Namun, setelah aktif di KPA Nasional, tugas-tugasnya di Komnas Perempuan tak bisa tergarap penuh. ”Saya malu sekali menjadi pengurus roh di situ. Nama tercantum, tapi orangnya jarang kelihatan,” katanya. Tak mau bekerja setengah-setengah, sejak tahun ini jabatan di Komnas Perempuan dilepasnya. Ia mencurahkan konsentrasi seratus persen untuk mengurus masalah HIV/AIDS. ”Bu Nafsiah orangnya tegas: kalau tak bisa, ya bilang tak bisa,” kata Deliana.
Syahdan, Jonathan Mann, Direktur Program Global untuk AIDS-WHO, menyentuh hati Nafsiah. ”Naf, kalau kamu tak melakukan apa-apa, Asia akan menjadi bom waktu HIV/AIDS berikutnya.”
Mann menayangkan film tentang sebuah desa di Afrika. Di situ orang-orang berusia produktif mulai sakit dan mati. Orang-orang muda meninggalkan desa. Yang tinggal hanyalah orang tua dan anak-anak. Walhasil, kebun dan ladang telantar dan kemiskinan makin membelit. Semua gara-gara HIV/AIDS.
”Sejak itulah, saya baru betul-betul mempelajari HIV/AIDS,” kata Nafsiah. Di Universitas Harvard, kuliah tentang penyakit mematikan itu terus dipelototi. Kembali ke Indonesia, ia langsung terlibat dengan segerobak kegiatan memerangi penyakit mematikan itu.
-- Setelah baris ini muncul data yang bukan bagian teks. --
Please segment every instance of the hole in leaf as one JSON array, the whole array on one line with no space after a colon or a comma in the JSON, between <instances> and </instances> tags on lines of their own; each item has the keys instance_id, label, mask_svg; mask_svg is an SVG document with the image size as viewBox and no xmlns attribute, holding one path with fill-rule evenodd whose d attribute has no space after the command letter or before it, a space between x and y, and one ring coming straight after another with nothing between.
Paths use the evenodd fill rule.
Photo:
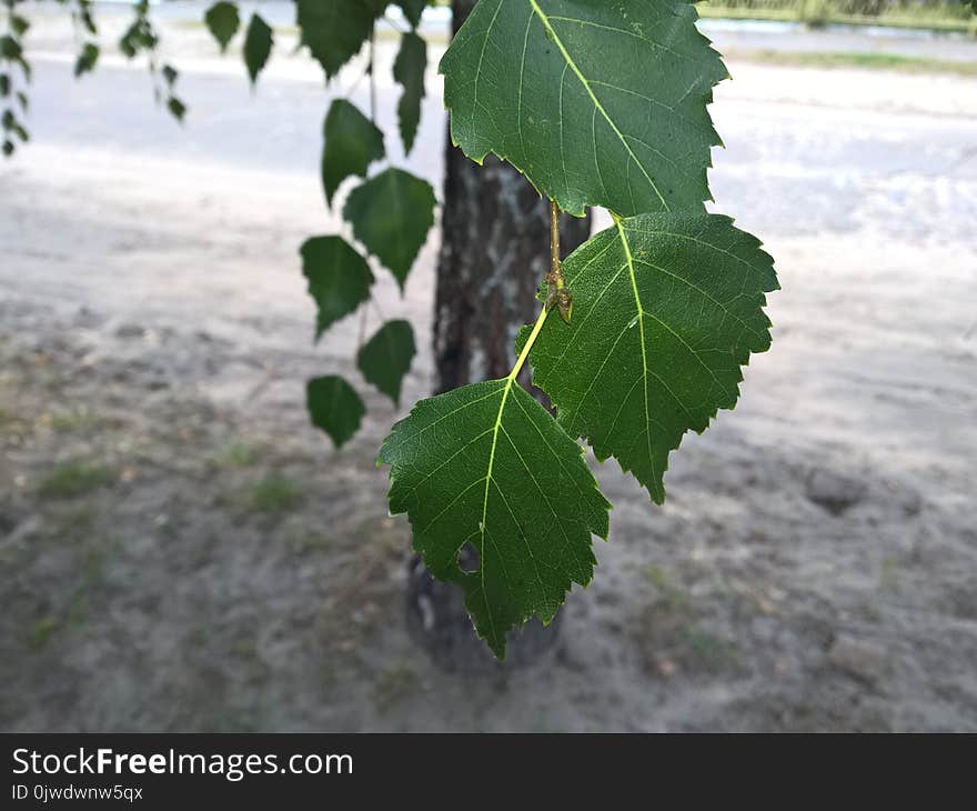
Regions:
<instances>
[{"instance_id":1,"label":"hole in leaf","mask_svg":"<svg viewBox=\"0 0 977 811\"><path fill-rule=\"evenodd\" d=\"M465 574L474 574L479 571L479 550L471 543L466 543L459 551L459 569Z\"/></svg>"}]
</instances>

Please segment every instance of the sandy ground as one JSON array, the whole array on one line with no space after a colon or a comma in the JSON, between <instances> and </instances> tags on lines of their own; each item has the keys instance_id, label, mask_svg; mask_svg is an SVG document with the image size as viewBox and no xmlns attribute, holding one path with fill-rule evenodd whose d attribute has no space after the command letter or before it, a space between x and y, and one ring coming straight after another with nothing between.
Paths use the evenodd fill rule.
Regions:
<instances>
[{"instance_id":1,"label":"sandy ground","mask_svg":"<svg viewBox=\"0 0 977 811\"><path fill-rule=\"evenodd\" d=\"M181 129L36 36L34 142L0 166L0 728L977 730L973 80L731 66L714 192L777 258L774 348L665 508L597 467L611 541L557 654L460 678L405 630L372 461L397 413L362 387L336 453L304 412L306 378L355 377L296 252L340 227L320 78L276 58L252 98L192 34ZM381 286L421 331L405 407L437 238Z\"/></svg>"}]
</instances>

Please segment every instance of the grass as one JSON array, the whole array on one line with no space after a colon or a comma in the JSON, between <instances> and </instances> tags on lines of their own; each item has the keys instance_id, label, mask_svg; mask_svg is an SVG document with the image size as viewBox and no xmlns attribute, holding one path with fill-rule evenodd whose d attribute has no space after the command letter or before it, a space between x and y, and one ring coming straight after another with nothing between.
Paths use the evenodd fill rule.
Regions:
<instances>
[{"instance_id":1,"label":"grass","mask_svg":"<svg viewBox=\"0 0 977 811\"><path fill-rule=\"evenodd\" d=\"M48 499L66 499L97 490L114 479L104 464L73 459L56 464L38 482L38 494Z\"/></svg>"},{"instance_id":2,"label":"grass","mask_svg":"<svg viewBox=\"0 0 977 811\"><path fill-rule=\"evenodd\" d=\"M302 485L272 473L254 482L245 495L245 507L254 512L288 512L302 501Z\"/></svg>"},{"instance_id":3,"label":"grass","mask_svg":"<svg viewBox=\"0 0 977 811\"><path fill-rule=\"evenodd\" d=\"M977 62L904 57L897 53L849 53L846 51L743 51L727 54L748 62L797 68L862 68L900 73L951 73L977 77Z\"/></svg>"}]
</instances>

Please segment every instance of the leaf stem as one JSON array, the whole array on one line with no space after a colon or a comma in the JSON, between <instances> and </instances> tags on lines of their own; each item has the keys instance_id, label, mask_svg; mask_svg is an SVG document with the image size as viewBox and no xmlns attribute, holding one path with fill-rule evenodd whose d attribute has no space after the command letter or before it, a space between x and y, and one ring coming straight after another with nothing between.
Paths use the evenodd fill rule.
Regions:
<instances>
[{"instance_id":1,"label":"leaf stem","mask_svg":"<svg viewBox=\"0 0 977 811\"><path fill-rule=\"evenodd\" d=\"M550 316L550 308L543 307L540 311L540 318L536 319L536 323L533 326L533 331L530 332L530 337L526 340L526 346L523 347L523 351L520 352L520 357L515 362L515 366L512 368L512 371L508 373L506 380L512 383L517 377L518 373L523 370L523 367L526 364L526 359L530 357L530 352L533 349L533 344L536 342L536 339L540 337L540 332L543 331L543 326L546 323L546 318Z\"/></svg>"},{"instance_id":2,"label":"leaf stem","mask_svg":"<svg viewBox=\"0 0 977 811\"><path fill-rule=\"evenodd\" d=\"M560 318L570 323L573 314L573 296L566 289L566 277L563 276L563 262L560 259L560 206L550 201L550 272L546 273L550 291L546 294L546 309L554 304L560 310Z\"/></svg>"}]
</instances>

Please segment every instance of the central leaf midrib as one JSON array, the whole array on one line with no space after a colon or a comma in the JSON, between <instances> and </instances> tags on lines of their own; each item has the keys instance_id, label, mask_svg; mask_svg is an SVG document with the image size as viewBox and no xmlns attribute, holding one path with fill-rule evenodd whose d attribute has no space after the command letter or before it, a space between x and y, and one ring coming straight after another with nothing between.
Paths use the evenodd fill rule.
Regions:
<instances>
[{"instance_id":1,"label":"central leaf midrib","mask_svg":"<svg viewBox=\"0 0 977 811\"><path fill-rule=\"evenodd\" d=\"M658 186L652 179L652 176L648 174L647 170L644 168L642 162L637 159L637 156L634 153L634 150L631 148L631 144L627 143L627 139L624 137L624 133L618 129L617 124L614 123L614 120L607 113L607 110L604 109L604 106L601 103L601 100L597 98L596 93L594 93L593 89L591 88L590 81L583 74L581 69L577 67L573 57L570 56L570 52L566 50L566 46L563 44L563 40L560 39L560 34L557 34L556 30L553 28L553 23L550 21L550 18L546 16L546 13L543 11L543 9L540 8L540 3L536 2L536 0L528 0L528 3L533 10L533 13L535 13L536 17L540 18L540 22L543 23L543 28L553 38L553 41L556 43L556 47L560 49L560 52L563 56L564 61L570 67L570 69L574 72L574 76L576 76L576 78L580 80L581 84L583 84L584 90L586 90L586 92L587 92L587 96L591 97L591 101L594 102L594 107L597 109L597 111L601 113L601 116L603 116L604 120L607 122L607 124L614 131L614 134L617 136L617 140L621 141L621 146L624 147L624 150L627 152L627 154L631 157L631 159L635 162L635 166L637 166L637 168L641 169L641 172L645 177L645 180L648 181L648 183L651 184L655 194L662 201L662 206L665 207L666 211L671 211L672 208L668 206L668 202L662 196L662 192L658 190ZM522 81L523 81L523 78L520 77L520 86L522 86Z\"/></svg>"},{"instance_id":2,"label":"central leaf midrib","mask_svg":"<svg viewBox=\"0 0 977 811\"><path fill-rule=\"evenodd\" d=\"M641 339L641 348L642 348L642 392L644 394L645 401L645 443L648 449L648 461L652 465L652 474L657 480L657 471L655 470L655 454L652 452L652 412L651 406L648 403L648 352L645 347L645 308L641 300L641 293L637 289L637 279L634 274L634 257L631 254L631 244L627 241L627 234L624 232L624 224L621 220L616 221L617 224L617 233L621 236L621 244L624 247L624 258L627 261L627 273L631 278L631 289L634 292L634 304L637 309L637 326L641 330L639 339ZM659 488L655 484L655 494L658 499L662 498L663 493L661 493Z\"/></svg>"}]
</instances>

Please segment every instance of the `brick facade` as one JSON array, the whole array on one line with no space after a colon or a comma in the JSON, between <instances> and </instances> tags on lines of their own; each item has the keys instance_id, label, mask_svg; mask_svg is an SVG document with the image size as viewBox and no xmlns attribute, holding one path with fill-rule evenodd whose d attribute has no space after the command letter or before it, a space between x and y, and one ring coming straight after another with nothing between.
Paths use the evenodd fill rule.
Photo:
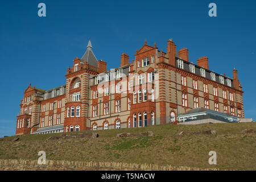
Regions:
<instances>
[{"instance_id":1,"label":"brick facade","mask_svg":"<svg viewBox=\"0 0 256 182\"><path fill-rule=\"evenodd\" d=\"M90 41L88 45L91 51ZM146 41L134 60L129 63L122 53L121 66L109 71L102 60L92 65L90 56L75 57L65 85L44 90L30 84L20 105L16 135L61 124L64 131L164 124L195 106L244 118L237 71L233 78L213 73L206 56L193 64L186 48L177 57L172 40L167 53Z\"/></svg>"}]
</instances>

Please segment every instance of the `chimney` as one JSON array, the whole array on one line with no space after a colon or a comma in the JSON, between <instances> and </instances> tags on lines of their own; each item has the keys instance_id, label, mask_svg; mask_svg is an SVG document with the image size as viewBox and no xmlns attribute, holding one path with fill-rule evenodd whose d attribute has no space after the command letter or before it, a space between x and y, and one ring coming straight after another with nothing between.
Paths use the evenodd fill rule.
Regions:
<instances>
[{"instance_id":1,"label":"chimney","mask_svg":"<svg viewBox=\"0 0 256 182\"><path fill-rule=\"evenodd\" d=\"M129 64L129 56L128 56L127 53L123 53L121 55L121 66L122 67L128 64Z\"/></svg>"},{"instance_id":2,"label":"chimney","mask_svg":"<svg viewBox=\"0 0 256 182\"><path fill-rule=\"evenodd\" d=\"M233 84L235 89L242 90L242 86L237 76L237 71L235 68L233 71Z\"/></svg>"},{"instance_id":3,"label":"chimney","mask_svg":"<svg viewBox=\"0 0 256 182\"><path fill-rule=\"evenodd\" d=\"M209 69L208 58L207 56L199 58L197 63L199 67Z\"/></svg>"},{"instance_id":4,"label":"chimney","mask_svg":"<svg viewBox=\"0 0 256 182\"><path fill-rule=\"evenodd\" d=\"M169 64L175 66L175 57L177 56L176 45L172 42L172 39L169 39L167 42L167 54L169 56Z\"/></svg>"},{"instance_id":5,"label":"chimney","mask_svg":"<svg viewBox=\"0 0 256 182\"><path fill-rule=\"evenodd\" d=\"M103 60L98 61L98 68L99 73L106 72L106 63Z\"/></svg>"},{"instance_id":6,"label":"chimney","mask_svg":"<svg viewBox=\"0 0 256 182\"><path fill-rule=\"evenodd\" d=\"M178 57L185 61L189 61L188 49L187 48L180 49L178 52Z\"/></svg>"}]
</instances>

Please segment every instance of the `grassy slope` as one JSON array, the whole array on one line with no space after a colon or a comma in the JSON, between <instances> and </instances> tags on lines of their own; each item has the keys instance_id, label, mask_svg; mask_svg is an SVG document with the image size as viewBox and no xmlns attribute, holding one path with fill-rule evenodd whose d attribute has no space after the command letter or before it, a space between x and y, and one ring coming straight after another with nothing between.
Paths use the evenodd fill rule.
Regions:
<instances>
[{"instance_id":1,"label":"grassy slope","mask_svg":"<svg viewBox=\"0 0 256 182\"><path fill-rule=\"evenodd\" d=\"M97 131L99 138L47 140L61 134L19 136L18 142L0 142L0 159L37 159L46 151L47 159L157 163L173 166L256 170L256 123L185 126L170 124L144 128ZM181 131L216 129L217 135L178 136ZM152 131L153 137L118 138L118 133ZM81 131L92 132L92 131ZM15 136L10 138L15 138ZM5 138L7 139L7 138ZM208 164L208 152L217 152L217 163Z\"/></svg>"}]
</instances>

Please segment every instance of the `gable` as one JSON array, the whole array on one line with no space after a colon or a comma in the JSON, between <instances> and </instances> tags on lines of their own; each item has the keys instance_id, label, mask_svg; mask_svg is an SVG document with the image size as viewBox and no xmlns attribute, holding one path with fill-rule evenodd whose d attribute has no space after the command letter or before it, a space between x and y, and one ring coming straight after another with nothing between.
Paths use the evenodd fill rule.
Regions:
<instances>
[{"instance_id":1,"label":"gable","mask_svg":"<svg viewBox=\"0 0 256 182\"><path fill-rule=\"evenodd\" d=\"M142 47L137 52L136 52L135 56L148 51L151 51L155 48L156 48L147 44L144 44L143 46L142 46Z\"/></svg>"}]
</instances>

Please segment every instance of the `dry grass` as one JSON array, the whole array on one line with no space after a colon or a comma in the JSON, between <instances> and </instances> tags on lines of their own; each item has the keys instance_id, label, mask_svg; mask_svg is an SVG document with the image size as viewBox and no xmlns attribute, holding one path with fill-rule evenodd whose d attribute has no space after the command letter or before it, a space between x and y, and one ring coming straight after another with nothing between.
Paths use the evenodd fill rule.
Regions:
<instances>
[{"instance_id":1,"label":"dry grass","mask_svg":"<svg viewBox=\"0 0 256 182\"><path fill-rule=\"evenodd\" d=\"M0 142L0 159L36 160L39 157L38 152L43 150L46 151L48 160L255 170L256 135L242 133L241 131L245 129L256 130L256 123L193 126L166 124L144 128L101 130L97 131L99 138L91 139L47 140L46 139L50 136L61 134L26 135L19 136L18 142ZM177 135L182 131L195 132L211 129L216 130L217 135ZM155 136L115 137L117 134L123 132L148 131L153 131ZM217 152L217 165L208 163L208 152L212 150Z\"/></svg>"}]
</instances>

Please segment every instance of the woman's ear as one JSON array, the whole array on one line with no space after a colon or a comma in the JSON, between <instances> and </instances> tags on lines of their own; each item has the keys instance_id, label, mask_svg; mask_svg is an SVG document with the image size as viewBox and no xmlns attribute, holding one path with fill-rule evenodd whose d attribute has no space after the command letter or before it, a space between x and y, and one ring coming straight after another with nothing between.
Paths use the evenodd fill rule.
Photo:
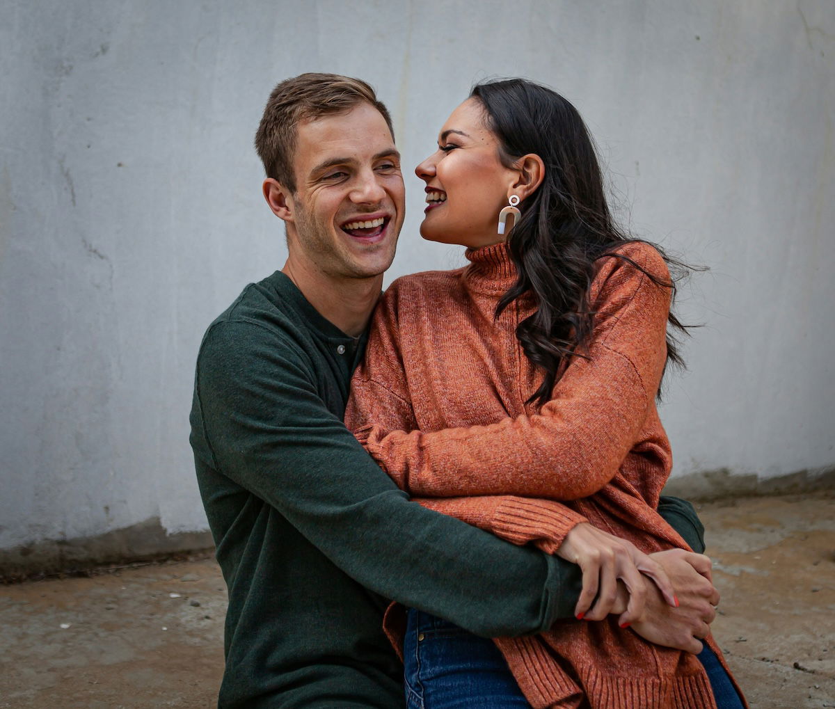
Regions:
<instances>
[{"instance_id":1,"label":"woman's ear","mask_svg":"<svg viewBox=\"0 0 835 709\"><path fill-rule=\"evenodd\" d=\"M290 190L271 177L264 180L261 189L264 191L264 199L266 200L272 213L284 221L292 221L294 210Z\"/></svg>"},{"instance_id":2,"label":"woman's ear","mask_svg":"<svg viewBox=\"0 0 835 709\"><path fill-rule=\"evenodd\" d=\"M519 177L514 184L513 191L519 195L520 200L524 200L533 195L545 179L545 163L536 154L529 153L516 161L516 170Z\"/></svg>"}]
</instances>

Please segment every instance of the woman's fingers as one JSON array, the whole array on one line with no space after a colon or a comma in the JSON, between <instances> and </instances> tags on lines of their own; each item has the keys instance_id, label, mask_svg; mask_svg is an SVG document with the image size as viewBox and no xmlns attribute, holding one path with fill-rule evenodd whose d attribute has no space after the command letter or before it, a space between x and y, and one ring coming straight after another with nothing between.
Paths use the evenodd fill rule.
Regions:
<instances>
[{"instance_id":1,"label":"woman's fingers","mask_svg":"<svg viewBox=\"0 0 835 709\"><path fill-rule=\"evenodd\" d=\"M588 561L580 564L579 568L583 572L583 590L580 591L579 599L574 607L574 615L582 620L589 612L589 609L597 595L597 590L600 587L600 568L597 564L590 564Z\"/></svg>"},{"instance_id":2,"label":"woman's fingers","mask_svg":"<svg viewBox=\"0 0 835 709\"><path fill-rule=\"evenodd\" d=\"M602 620L612 610L618 593L618 578L615 557L611 552L600 555L600 587L597 602L585 614L588 620Z\"/></svg>"}]
</instances>

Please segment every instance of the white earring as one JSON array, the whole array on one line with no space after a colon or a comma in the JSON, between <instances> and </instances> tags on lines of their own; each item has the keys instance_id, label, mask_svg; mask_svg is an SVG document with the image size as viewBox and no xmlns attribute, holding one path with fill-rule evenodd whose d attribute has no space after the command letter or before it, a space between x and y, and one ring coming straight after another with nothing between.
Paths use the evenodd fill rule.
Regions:
<instances>
[{"instance_id":1,"label":"white earring","mask_svg":"<svg viewBox=\"0 0 835 709\"><path fill-rule=\"evenodd\" d=\"M511 195L508 199L510 203L504 210L498 213L498 233L504 233L504 227L508 221L508 216L513 215L514 220L510 225L510 229L513 229L516 225L516 222L519 221L519 218L522 216L522 212L516 209L516 205L519 203L519 198L518 195ZM510 230L508 230L509 231Z\"/></svg>"}]
</instances>

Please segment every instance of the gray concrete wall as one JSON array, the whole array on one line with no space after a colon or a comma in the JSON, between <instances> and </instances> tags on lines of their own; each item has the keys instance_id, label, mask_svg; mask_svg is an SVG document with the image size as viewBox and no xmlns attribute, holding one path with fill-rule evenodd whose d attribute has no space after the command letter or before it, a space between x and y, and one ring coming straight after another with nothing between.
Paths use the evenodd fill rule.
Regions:
<instances>
[{"instance_id":1,"label":"gray concrete wall","mask_svg":"<svg viewBox=\"0 0 835 709\"><path fill-rule=\"evenodd\" d=\"M831 469L833 35L827 0L0 0L0 550L206 529L194 360L283 262L251 141L311 70L377 87L410 170L474 81L569 98L633 230L711 269L681 294L676 479ZM460 262L420 185L392 277Z\"/></svg>"}]
</instances>

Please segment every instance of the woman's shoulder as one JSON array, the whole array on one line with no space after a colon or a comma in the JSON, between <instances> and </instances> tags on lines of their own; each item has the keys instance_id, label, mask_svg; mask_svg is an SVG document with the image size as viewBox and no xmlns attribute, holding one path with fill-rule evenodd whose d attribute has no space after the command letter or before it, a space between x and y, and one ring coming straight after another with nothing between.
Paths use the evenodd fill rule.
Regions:
<instances>
[{"instance_id":1,"label":"woman's shoulder","mask_svg":"<svg viewBox=\"0 0 835 709\"><path fill-rule=\"evenodd\" d=\"M382 297L397 301L401 297L423 297L438 291L448 291L459 281L463 268L454 271L423 271L394 279Z\"/></svg>"},{"instance_id":2,"label":"woman's shoulder","mask_svg":"<svg viewBox=\"0 0 835 709\"><path fill-rule=\"evenodd\" d=\"M670 269L660 251L646 241L627 241L609 249L597 259L595 281L607 280L617 274L618 280L641 279L648 275L653 280L669 282Z\"/></svg>"}]
</instances>

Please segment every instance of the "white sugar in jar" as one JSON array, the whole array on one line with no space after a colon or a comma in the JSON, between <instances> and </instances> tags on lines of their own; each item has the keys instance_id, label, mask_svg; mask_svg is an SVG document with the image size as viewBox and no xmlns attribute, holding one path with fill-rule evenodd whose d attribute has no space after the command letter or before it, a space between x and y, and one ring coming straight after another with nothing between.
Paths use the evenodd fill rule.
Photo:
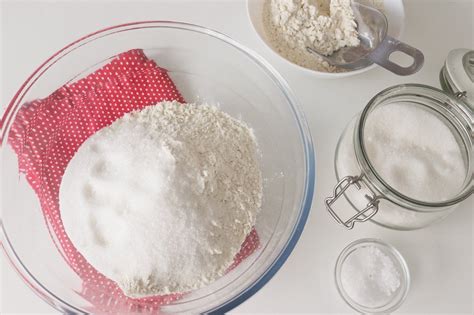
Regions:
<instances>
[{"instance_id":1,"label":"white sugar in jar","mask_svg":"<svg viewBox=\"0 0 474 315\"><path fill-rule=\"evenodd\" d=\"M370 219L411 230L445 217L474 192L473 134L472 108L449 93L417 84L380 92L339 140L328 211L347 228ZM344 218L342 195L353 208Z\"/></svg>"}]
</instances>

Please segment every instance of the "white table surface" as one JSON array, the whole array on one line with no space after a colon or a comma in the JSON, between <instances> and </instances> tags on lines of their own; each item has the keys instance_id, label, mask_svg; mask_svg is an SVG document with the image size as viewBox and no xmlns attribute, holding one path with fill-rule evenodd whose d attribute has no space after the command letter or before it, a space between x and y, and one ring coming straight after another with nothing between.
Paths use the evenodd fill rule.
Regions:
<instances>
[{"instance_id":1,"label":"white table surface","mask_svg":"<svg viewBox=\"0 0 474 315\"><path fill-rule=\"evenodd\" d=\"M375 69L357 77L322 80L277 58L253 32L245 1L2 1L0 0L1 105L27 76L71 41L106 26L138 20L180 20L226 33L267 58L286 78L306 113L316 156L317 184L304 233L288 261L236 313L351 313L333 281L335 260L349 242L377 237L395 245L412 273L400 313L473 313L473 199L443 222L412 232L372 223L353 231L337 226L323 207L335 182L334 149L350 118L380 90L399 83L439 86L438 72L452 48L474 47L472 0L406 0L403 39L424 51L416 75ZM55 313L16 275L3 254L0 313Z\"/></svg>"}]
</instances>

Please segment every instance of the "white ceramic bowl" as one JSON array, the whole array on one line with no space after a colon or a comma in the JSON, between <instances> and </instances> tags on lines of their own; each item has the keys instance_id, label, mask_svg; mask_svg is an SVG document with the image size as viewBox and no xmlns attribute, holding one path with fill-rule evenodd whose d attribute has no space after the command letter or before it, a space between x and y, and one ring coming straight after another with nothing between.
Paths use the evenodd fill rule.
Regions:
<instances>
[{"instance_id":1,"label":"white ceramic bowl","mask_svg":"<svg viewBox=\"0 0 474 315\"><path fill-rule=\"evenodd\" d=\"M352 75L366 72L376 67L376 65L371 65L369 67L355 70L355 71L331 73L331 72L322 72L322 71L308 69L289 61L288 59L280 55L272 47L272 45L270 44L266 36L265 30L263 28L263 18L262 18L263 4L265 1L267 0L247 0L247 10L248 10L248 15L249 15L251 24L253 25L253 28L257 32L260 39L266 44L266 46L270 48L270 50L273 51L275 54L277 54L280 58L282 58L288 64L290 64L292 67L311 73L314 76L317 76L320 78L328 78L328 79L349 77ZM385 15L387 16L387 19L388 19L388 34L394 38L399 39L403 33L403 28L404 28L404 23L405 23L405 9L403 7L403 1L402 0L384 0L384 7L385 7L384 9Z\"/></svg>"}]
</instances>

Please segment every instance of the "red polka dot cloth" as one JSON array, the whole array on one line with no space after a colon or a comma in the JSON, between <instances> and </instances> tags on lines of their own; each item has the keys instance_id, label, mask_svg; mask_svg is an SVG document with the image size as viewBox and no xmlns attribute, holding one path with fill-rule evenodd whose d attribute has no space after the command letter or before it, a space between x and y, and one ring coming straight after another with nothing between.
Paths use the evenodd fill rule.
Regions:
<instances>
[{"instance_id":1,"label":"red polka dot cloth","mask_svg":"<svg viewBox=\"0 0 474 315\"><path fill-rule=\"evenodd\" d=\"M135 49L44 99L25 103L11 128L8 140L18 156L19 170L39 198L59 251L83 280L80 294L93 305L94 313L158 313L160 305L181 295L132 299L95 270L64 231L59 212L61 178L79 146L96 131L125 113L171 100L184 103L167 71ZM229 270L258 246L259 238L253 230Z\"/></svg>"}]
</instances>

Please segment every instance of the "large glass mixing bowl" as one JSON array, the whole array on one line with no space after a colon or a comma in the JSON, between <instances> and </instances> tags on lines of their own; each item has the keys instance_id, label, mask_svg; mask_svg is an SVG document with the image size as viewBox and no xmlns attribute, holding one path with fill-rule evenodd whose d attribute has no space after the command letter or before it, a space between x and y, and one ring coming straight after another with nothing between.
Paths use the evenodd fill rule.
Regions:
<instances>
[{"instance_id":1,"label":"large glass mixing bowl","mask_svg":"<svg viewBox=\"0 0 474 315\"><path fill-rule=\"evenodd\" d=\"M44 98L134 48L166 68L188 102L218 103L254 129L264 176L256 225L261 246L218 281L160 310L228 311L265 285L293 250L311 208L315 158L303 114L282 77L249 49L200 26L152 21L111 27L65 47L28 78L1 120L2 247L23 280L56 309L95 313L104 308L98 303L110 303L107 294L84 298L82 280L63 258L7 140L25 102Z\"/></svg>"}]
</instances>

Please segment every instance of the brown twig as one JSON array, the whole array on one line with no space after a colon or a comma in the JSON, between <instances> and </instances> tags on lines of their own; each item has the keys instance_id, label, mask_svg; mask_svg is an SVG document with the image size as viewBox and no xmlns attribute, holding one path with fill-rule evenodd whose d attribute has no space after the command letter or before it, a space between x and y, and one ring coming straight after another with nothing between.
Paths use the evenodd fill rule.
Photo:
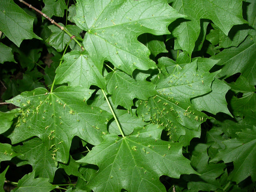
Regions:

Salah satunya adalah membidani lahirnya Komitmen Sentani pada 2004, yang menjadi tonggak komitmen pemerintah pusat dan daerah untuk menanggulangi HIV/AIDS. Pada 2005-2006, ia menjadi konsultan Family Health International/Aksi Stop AIDS.
Sempat menjadi penasihat senior di KPA Nasional pada 2003, tiga tahun kemudian, tepatnya Agustus 2006, Nafsiah dipilih sebagai sekretaris. ”Ini benar-benar kerja full time, dari pagi hingga malam,” katanya.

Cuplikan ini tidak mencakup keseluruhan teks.